According to Sarmiento from NDLON, “In the Trump era, our best of defense are going to be local, and Santa Ana is one of the best examples of building local grassroots groups that are combatant and fiercely independent.”

An important piece of the current immigrant rights movement is both broadening the movement to include the most vulnerable—those deemed criminal for example.

 Roberto Herrera from OC Resilience one of the leading organizations in the immigrant rights movement in Santa Ana, stated, “Trump is asking to deport the most vulnerable. For us, Santa Ana will stand strong and be there for us, for the most vulnerable.”

At the city council meeting, a youth organizer stated, “With Trump... there’s no middle ground. We have to be bolder. Here in our local communities, we have to be bolder than Trump.”

Carlos Perea, another organizer with OC Resilience stated “we will not leave anyone behind” as a lesson learned from previous immigrant rights struggles including the Dream Act movement. Recognizing the interdependency of our community, and that those “criminals” are family members, working people, and a part of our community is central to the Sanctuary movement. Shifting the narrative of not leaving others behind, surfaces the interconnectedness of different places and issues.

It’s All Connected“Vivienda el Sueño de Todos,” Housing is Everyone’s Dream.   2017 Equity for All.

The interconnectedness of our issues is exemplified in the struggle over the city budget. Because of the size of Santa Ana, one city council meeting will have several important issues during a single meeting. For example, affordable housing, community land trusts, and immigrant rights issues may all be heard at the same meeting, bringing a range of demands to one night.

Recently residents of Lacy, a historic barrio facing some of the highest overcrowding rates of Santa Ana began organizing around housing issues and named themselves the Vecinos de Lacy en Acción—VeLA. The group is mostly immigrant women with children. At a recent budget meeting they decided to speak up in favor of legal representation for immigrant facing deportation. OnJuly 5, 2017, the City council members approved the city’s fiscal budget for 2017-18 and included the allocation of $65,000 toward a legal defense fund for immigration resources.

Residents working on housing in Santa Ana recognize the intersections with housing and immigrant rights and respond and vice versa. The issues that individuals face everyday are intersections that can foundations to building intersectional movements that are built from the ground up.

Issues of criminalization and racialized policing in our communities do not require a new frame and narrative that expands the sanctuary movement. Rather, the moment demands that we work effectively at these intersections—in local communities—in a way that can be scaled up to challenge the way the whole system works.

As a result of the loss of the ICE contract, the city is in the process of interviewing finalists in a request for qualifications for a jail reuse study and will be recommending a consultant soon. When and if the city sells public land, the participation of community organizations and residents who can push for community benefits ordinances and land trusts is crucial. Re-envisioning what the jail could look like and be used for can’t be left to a narrow group of experts. Fighting against the criminalization of our communities, and for our space and economies, requires an active base of residents at the local level.

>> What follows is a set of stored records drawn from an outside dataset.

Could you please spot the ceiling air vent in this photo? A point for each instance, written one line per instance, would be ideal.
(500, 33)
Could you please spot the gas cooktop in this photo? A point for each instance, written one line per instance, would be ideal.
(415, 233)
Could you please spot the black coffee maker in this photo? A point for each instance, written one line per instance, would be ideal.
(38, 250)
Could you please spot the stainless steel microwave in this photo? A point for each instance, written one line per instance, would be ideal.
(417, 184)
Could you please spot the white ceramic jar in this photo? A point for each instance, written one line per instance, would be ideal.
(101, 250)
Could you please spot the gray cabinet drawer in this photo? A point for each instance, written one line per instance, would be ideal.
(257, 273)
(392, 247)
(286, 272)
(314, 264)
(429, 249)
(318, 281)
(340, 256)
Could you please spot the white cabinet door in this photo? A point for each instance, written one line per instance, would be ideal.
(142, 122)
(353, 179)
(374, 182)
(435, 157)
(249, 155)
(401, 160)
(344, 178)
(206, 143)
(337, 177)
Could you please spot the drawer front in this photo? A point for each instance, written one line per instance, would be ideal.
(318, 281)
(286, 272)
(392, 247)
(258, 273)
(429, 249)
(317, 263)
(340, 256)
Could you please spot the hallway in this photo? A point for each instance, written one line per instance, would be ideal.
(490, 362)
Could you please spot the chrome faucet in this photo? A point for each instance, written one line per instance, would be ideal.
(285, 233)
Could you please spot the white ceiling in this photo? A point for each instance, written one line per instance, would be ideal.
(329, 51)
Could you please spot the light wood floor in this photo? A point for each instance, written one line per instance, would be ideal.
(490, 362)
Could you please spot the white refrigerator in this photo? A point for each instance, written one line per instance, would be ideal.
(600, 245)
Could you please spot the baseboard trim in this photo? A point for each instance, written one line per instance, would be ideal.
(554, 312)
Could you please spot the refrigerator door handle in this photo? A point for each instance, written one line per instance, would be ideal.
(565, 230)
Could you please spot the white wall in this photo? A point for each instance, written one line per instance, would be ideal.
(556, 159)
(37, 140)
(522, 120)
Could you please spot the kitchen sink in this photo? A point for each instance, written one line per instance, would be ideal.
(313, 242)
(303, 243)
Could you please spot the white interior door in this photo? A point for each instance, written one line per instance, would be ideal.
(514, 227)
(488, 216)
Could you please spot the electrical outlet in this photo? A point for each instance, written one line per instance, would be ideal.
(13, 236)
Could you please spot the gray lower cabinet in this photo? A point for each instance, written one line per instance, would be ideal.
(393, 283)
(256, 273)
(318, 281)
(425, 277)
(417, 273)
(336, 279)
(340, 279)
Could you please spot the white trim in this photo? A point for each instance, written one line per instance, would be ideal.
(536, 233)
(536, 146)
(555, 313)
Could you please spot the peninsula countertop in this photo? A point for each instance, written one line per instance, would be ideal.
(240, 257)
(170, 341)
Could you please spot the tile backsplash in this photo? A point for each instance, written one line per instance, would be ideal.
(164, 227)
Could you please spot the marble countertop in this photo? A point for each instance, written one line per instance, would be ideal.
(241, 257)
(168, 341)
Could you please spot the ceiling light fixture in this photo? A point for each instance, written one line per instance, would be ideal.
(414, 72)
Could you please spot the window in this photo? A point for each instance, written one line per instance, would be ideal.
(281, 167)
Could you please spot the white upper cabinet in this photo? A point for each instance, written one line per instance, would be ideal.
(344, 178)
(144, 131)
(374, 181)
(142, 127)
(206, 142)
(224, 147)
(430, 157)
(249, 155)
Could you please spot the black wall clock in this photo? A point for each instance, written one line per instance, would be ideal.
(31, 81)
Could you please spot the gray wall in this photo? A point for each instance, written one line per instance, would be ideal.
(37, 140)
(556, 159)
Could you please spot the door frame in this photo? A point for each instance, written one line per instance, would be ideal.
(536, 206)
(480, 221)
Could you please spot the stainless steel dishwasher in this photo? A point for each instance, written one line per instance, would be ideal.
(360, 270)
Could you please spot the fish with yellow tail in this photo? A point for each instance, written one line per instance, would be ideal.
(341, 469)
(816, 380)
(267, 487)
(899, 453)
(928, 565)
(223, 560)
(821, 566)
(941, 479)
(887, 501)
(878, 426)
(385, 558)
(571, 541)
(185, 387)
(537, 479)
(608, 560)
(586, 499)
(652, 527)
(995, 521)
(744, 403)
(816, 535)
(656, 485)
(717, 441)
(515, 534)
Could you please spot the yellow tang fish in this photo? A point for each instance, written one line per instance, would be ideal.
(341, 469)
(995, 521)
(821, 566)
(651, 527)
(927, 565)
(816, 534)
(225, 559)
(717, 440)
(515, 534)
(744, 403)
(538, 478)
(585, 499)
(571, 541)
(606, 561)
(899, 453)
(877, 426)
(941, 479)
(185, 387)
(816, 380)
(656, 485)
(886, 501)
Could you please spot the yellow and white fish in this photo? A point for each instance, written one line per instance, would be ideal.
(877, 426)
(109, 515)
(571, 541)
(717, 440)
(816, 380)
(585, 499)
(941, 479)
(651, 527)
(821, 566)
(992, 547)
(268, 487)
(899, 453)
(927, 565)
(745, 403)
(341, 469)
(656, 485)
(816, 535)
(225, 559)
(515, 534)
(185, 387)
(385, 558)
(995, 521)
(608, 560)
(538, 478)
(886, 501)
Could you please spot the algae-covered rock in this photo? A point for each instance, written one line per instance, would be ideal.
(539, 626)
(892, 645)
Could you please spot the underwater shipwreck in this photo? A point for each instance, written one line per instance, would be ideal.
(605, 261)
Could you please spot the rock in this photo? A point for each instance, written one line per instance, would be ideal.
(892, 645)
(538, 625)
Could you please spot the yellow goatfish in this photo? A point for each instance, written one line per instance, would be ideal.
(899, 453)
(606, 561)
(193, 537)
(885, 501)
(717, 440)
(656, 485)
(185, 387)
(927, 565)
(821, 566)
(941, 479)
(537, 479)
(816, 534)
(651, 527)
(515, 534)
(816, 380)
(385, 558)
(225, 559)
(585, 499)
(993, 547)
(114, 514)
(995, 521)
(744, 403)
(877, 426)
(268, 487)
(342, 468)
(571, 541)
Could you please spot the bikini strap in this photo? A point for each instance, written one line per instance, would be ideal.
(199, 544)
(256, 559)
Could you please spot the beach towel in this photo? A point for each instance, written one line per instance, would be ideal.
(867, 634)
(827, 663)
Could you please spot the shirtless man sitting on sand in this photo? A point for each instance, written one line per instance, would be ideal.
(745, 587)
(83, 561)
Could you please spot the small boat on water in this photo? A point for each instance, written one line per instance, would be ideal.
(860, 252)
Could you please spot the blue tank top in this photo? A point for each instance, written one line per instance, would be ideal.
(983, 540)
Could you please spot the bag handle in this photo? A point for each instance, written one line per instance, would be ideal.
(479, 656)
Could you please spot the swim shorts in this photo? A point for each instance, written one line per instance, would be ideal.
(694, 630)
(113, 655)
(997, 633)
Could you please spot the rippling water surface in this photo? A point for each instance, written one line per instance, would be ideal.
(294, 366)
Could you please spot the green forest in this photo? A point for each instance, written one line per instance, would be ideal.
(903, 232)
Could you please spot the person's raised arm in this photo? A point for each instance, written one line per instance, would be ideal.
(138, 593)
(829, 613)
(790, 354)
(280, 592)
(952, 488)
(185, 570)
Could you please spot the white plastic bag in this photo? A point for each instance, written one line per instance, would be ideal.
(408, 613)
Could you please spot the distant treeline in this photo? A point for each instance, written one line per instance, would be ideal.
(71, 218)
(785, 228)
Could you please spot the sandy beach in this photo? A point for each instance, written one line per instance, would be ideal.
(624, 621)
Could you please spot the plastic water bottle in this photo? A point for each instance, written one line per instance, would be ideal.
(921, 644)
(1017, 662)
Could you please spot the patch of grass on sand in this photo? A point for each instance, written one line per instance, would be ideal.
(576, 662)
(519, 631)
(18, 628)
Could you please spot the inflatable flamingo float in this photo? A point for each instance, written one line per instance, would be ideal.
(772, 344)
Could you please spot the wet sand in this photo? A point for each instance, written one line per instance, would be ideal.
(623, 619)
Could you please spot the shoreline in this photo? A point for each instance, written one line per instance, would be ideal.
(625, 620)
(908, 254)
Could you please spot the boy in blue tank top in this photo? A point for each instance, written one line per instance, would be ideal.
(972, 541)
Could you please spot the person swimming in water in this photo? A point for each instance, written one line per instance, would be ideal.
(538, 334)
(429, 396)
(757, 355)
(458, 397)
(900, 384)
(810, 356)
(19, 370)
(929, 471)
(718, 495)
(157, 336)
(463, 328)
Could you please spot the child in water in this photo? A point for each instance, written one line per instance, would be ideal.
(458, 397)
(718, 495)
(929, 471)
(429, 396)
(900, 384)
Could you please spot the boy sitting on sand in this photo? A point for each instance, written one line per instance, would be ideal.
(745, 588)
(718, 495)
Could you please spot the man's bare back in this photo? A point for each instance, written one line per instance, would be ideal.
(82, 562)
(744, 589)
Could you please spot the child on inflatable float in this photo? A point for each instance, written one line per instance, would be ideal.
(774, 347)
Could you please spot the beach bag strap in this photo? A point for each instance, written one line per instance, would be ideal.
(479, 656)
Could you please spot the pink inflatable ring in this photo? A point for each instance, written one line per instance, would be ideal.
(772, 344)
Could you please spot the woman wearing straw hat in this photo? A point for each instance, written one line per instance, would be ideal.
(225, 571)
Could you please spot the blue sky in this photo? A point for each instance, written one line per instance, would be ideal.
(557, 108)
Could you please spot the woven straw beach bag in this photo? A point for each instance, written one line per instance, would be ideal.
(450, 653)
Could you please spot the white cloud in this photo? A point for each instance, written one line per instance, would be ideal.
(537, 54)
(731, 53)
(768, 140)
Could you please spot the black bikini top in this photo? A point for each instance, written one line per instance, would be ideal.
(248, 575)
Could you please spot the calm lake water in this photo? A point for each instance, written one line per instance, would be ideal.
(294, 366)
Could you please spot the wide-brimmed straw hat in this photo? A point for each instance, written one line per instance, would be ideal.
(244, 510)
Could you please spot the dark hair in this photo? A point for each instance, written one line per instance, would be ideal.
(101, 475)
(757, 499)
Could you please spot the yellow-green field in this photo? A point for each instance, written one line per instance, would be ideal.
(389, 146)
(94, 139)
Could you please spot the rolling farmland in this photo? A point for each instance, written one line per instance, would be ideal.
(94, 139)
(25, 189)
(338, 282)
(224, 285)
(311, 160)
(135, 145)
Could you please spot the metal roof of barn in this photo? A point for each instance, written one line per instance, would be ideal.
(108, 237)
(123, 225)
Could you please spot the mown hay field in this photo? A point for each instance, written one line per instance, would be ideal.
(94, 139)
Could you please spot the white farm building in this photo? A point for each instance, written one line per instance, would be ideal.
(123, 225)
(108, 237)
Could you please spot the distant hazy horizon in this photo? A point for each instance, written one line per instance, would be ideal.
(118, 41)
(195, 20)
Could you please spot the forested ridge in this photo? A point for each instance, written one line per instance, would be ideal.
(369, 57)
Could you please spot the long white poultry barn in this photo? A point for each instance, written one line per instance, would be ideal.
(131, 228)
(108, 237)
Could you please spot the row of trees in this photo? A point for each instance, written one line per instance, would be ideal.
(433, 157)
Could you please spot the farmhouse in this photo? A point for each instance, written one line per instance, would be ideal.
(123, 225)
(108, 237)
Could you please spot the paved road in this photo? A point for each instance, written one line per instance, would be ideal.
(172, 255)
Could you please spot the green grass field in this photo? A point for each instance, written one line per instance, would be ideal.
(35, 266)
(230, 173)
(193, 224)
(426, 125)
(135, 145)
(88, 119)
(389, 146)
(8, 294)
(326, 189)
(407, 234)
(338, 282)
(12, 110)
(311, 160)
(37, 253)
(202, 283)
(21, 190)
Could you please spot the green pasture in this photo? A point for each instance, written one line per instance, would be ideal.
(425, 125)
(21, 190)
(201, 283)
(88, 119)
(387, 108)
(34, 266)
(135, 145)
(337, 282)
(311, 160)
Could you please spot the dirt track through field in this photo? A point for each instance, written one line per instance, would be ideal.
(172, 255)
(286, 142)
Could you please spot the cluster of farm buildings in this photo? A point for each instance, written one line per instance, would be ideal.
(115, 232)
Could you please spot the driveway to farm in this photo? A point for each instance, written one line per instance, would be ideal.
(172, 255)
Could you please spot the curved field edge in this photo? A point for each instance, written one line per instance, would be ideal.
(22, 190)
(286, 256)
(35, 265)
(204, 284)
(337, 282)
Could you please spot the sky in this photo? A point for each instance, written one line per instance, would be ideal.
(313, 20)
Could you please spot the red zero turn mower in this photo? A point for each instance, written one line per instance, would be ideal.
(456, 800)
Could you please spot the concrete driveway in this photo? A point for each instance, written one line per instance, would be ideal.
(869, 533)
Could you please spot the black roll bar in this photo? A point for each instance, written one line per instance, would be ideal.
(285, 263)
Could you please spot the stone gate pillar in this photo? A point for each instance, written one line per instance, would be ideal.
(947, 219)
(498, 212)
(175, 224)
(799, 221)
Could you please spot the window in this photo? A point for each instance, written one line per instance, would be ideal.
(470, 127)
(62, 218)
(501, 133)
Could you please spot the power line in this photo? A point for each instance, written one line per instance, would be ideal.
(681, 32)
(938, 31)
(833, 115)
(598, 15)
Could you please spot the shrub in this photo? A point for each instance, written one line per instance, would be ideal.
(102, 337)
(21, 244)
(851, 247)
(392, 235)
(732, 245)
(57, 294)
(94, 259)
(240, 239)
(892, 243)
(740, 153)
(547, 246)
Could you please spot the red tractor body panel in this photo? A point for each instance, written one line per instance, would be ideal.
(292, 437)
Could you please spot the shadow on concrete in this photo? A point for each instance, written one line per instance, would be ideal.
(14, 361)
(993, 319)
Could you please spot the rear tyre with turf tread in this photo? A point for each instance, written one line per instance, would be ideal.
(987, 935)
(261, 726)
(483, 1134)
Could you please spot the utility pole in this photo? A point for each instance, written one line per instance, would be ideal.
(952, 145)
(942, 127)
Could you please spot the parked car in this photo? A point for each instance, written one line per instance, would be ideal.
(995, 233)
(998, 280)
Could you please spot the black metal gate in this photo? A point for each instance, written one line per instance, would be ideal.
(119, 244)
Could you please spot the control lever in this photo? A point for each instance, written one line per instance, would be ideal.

When one considers the sanctuary movement in the context of a larger neoliberal restructuring process, where cities are increasingly investing in amenities for a gentrified class that is accompanied by increased privatization and disinvestment in working class needs and public services, the importance of uniting the fights is even clearer.

 Communities are fighting anti-immigrant policies while also having to respond to increased gentrification pressures and worsening housing conditions. Santa Ana provides an example of how movements can be based on building where issues, already interconnected at the everyday scale, can support strong sanctuary policy and more.

The broad grassroots efforts in Santa Ana that led to the ordinance included organizing, trainings, community based media, as well as civil disobedience and direct action, legal defense, grassroots fundraising to stop deportations. The history of movement building including the MayDayCoalition, the NotOneMore Deportation work, the youth organizing from OC Dream Team, Orange County Immigrant Youth United, Raiz, OC Resilience to Collectivo Tonantzin and their organizing of day laborers—all of whom have helped solidify these community networks that responded, from dance teachers to activists.

The sanctuary movement in Santa Ana is about much more than the ordinance. It has a broad goal of making Santa Ana a place and city where immigrant lives are not criminalized; immigrants can have safe and just work; immigrants can live in safe and livable housing conditions; and immigrants can thrive and build the city that they work so hard for.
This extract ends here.